Cows on the same farm receiving the same treatment are subsamples, and the statistical model should incorporate cows accordingly. Assuming that FARM is a fixed effects factor, I see two options, one of which uses the LOGISTIC procedure, one of which uses the GLIMMIX procedure (you could also use GENMOD):

 

(1) Combine the data over multiple cows on the same farm and receiving the same treatment so that a new response is defined by the number of cows with outcome=1 (i.e., number of "successes") out of total number of cows.

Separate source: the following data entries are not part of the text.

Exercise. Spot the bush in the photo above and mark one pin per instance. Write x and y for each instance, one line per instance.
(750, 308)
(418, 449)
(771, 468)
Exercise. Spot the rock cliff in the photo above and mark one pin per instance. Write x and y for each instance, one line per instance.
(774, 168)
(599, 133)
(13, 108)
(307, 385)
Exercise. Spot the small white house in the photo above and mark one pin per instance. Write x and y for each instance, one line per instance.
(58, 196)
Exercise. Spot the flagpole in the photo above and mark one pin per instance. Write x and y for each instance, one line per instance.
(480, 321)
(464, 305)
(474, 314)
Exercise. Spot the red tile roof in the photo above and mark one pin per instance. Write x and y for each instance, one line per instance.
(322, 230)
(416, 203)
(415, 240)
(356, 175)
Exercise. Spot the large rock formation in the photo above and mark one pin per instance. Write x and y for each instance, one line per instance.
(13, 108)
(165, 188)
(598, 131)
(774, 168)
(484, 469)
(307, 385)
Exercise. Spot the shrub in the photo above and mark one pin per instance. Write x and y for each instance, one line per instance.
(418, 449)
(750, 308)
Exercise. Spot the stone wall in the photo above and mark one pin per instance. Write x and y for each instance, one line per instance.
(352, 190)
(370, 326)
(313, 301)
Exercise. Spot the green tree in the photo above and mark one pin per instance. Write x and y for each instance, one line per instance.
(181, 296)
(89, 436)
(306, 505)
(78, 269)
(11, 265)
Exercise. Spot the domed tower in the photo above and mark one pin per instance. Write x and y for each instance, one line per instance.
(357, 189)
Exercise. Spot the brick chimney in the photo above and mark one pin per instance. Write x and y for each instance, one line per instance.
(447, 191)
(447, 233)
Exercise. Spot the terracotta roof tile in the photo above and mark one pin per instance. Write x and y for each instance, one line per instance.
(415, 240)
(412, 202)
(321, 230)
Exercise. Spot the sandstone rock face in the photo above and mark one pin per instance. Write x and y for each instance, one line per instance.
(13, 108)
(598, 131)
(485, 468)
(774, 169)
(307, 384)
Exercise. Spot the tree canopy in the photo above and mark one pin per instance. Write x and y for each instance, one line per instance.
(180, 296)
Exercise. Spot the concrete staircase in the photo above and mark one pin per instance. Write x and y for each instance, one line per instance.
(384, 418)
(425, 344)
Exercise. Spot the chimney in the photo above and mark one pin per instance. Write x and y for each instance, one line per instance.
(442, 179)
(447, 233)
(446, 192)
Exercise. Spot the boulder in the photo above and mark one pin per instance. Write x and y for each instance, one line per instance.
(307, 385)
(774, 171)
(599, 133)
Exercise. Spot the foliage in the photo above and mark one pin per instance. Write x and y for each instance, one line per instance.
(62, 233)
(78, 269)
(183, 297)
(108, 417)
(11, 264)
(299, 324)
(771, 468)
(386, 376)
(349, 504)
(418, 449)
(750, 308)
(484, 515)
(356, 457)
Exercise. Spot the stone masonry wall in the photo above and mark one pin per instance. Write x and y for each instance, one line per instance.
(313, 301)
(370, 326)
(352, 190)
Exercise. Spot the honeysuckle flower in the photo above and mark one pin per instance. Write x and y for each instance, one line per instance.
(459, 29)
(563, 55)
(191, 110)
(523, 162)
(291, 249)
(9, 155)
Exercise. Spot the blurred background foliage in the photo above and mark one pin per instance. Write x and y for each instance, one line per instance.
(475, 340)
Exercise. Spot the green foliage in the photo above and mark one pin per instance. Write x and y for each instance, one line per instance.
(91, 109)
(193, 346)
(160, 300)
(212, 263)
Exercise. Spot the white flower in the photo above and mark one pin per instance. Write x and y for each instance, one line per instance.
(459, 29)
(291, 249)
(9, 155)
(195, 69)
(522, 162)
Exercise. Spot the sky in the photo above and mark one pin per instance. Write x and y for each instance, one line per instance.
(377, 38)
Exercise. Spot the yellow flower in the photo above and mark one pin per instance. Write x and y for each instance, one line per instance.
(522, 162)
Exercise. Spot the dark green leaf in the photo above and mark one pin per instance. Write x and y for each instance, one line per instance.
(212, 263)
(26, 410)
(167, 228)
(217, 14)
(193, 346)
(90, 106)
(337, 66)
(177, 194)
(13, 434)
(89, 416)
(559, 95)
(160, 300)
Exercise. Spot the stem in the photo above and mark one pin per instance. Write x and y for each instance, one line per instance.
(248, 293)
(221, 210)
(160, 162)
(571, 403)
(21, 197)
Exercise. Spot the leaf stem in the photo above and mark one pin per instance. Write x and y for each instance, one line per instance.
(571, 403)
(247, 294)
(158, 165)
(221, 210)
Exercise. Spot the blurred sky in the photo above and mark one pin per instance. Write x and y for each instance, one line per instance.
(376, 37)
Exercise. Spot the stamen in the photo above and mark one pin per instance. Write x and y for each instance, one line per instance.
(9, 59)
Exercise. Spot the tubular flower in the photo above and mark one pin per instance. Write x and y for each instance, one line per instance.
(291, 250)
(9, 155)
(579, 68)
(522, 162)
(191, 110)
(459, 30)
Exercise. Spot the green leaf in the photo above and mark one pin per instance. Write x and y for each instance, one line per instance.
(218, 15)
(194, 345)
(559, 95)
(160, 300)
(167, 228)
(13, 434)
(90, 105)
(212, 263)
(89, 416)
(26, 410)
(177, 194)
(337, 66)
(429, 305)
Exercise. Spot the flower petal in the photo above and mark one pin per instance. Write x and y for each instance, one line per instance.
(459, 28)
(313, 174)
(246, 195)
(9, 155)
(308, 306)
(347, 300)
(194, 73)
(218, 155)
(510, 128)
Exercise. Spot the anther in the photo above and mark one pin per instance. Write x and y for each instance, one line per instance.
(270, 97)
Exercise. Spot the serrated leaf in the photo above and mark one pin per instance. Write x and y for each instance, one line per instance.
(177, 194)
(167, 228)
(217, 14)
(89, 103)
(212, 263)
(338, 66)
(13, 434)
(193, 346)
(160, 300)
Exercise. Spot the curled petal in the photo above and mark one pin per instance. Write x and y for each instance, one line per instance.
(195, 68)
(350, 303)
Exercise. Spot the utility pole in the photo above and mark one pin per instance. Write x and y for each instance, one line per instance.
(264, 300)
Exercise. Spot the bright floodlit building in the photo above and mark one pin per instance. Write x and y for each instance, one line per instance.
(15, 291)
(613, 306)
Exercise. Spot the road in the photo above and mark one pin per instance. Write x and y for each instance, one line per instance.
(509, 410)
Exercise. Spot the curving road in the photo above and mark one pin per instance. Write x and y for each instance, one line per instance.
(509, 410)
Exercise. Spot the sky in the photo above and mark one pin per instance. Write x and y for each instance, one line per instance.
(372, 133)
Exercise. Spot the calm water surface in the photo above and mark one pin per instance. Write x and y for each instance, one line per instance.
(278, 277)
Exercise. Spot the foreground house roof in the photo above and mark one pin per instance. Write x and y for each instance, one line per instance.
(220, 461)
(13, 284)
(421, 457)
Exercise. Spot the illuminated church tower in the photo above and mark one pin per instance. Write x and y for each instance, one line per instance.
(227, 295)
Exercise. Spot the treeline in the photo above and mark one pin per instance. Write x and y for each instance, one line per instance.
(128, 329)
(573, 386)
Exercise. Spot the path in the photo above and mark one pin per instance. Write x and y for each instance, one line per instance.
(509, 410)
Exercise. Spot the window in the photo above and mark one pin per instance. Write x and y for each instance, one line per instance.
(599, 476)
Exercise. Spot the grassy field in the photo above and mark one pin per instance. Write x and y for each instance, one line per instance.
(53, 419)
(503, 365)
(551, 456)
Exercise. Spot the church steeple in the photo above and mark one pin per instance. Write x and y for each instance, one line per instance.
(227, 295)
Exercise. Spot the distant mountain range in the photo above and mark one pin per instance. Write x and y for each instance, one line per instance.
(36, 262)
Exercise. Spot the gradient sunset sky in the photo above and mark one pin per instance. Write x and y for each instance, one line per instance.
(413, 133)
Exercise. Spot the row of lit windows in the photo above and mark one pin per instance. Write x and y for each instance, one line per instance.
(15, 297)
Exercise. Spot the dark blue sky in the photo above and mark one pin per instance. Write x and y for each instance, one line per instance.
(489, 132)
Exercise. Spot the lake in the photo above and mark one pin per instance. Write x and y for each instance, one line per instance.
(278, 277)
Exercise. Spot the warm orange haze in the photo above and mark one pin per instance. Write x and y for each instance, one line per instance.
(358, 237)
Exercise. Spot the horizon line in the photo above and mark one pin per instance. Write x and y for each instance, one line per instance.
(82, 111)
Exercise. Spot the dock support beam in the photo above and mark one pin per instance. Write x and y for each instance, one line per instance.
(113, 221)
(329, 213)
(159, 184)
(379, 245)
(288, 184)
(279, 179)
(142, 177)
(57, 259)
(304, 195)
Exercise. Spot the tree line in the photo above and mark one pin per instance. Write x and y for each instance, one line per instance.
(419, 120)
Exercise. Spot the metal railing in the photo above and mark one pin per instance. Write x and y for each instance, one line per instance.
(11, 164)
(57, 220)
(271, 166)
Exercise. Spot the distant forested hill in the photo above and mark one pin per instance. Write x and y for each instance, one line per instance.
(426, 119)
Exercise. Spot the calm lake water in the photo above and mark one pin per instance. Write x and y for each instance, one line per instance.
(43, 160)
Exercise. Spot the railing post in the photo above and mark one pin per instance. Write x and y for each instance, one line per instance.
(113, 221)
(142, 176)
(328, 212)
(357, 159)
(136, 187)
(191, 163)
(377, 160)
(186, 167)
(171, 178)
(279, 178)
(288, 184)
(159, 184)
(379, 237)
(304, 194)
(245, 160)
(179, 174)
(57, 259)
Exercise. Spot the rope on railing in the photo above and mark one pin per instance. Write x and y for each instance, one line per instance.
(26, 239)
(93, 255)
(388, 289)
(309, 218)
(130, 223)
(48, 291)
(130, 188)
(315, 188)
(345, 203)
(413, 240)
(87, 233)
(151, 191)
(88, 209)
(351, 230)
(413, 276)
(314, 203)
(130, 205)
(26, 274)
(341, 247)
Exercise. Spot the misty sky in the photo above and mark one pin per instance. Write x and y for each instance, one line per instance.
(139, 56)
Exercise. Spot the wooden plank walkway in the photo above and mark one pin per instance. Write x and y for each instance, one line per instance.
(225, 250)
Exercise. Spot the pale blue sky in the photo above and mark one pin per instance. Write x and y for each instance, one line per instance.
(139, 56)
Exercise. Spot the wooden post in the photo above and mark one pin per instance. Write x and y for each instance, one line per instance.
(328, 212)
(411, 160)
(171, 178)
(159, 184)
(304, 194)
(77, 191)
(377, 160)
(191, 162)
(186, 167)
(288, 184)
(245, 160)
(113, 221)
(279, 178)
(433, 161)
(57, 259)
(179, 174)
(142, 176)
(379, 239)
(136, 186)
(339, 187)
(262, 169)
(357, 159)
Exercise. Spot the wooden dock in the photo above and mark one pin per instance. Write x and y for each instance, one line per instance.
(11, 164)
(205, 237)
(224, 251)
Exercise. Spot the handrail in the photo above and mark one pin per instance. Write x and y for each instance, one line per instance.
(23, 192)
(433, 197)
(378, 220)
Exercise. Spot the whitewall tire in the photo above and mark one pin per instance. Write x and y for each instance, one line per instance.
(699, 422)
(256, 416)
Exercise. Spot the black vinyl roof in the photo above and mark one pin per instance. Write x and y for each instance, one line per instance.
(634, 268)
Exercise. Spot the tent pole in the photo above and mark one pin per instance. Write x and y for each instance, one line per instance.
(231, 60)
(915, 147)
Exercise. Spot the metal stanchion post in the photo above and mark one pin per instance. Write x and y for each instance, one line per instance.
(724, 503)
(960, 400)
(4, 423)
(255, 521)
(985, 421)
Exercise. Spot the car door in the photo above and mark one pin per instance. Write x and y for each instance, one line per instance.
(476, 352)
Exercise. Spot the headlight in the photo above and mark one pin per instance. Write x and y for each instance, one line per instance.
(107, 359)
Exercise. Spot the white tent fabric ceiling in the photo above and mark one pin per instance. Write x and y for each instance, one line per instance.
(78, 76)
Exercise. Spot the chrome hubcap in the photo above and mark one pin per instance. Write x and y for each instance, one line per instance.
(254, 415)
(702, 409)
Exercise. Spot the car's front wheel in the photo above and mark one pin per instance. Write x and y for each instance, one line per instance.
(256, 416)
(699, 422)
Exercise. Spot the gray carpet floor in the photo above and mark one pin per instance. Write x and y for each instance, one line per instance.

You could then use the LOGISTIC (or GENMOD) procedure with a binomial distribution using the "events/trials" response specification. See http://documentation.sas.com/?docsetId=statug&docsetTarget=statug_logistic_syntax22.htm&docsetVersio...

 

(2) Use the data in the current format in the GLIMMIX procedure, specifying a mixed model with a RANDOM statement which clusters cows within sets of cows at a given farm receiving the same treatment.

 

Both approaches will produce the same results, but the first approach using LOGISTIC is more intuitive and that's what I would recommend.

 

I hope this helps. I think you will want to do some studying about logistic regression (or in this case, logit models because farm and treatment are categorical) and how to implement these models using SAS.

 

PaigeMiller
Diamond | Level 26

@sld wrote:

 

To elaborate on the responses by @Reeza and @PaigeMiller:

 

Clearly, you need to use a procedure for data that are binary or binomial. GLM is definitely not the correct procedure, because it assumes the the response is normally distributed (conditional on the predictors).

 


GLM (and linear regression) assume the errors are normally distributed. But, you are correct that in this case, the errors are not normally distributed and thus do not meet the requirements of GLM.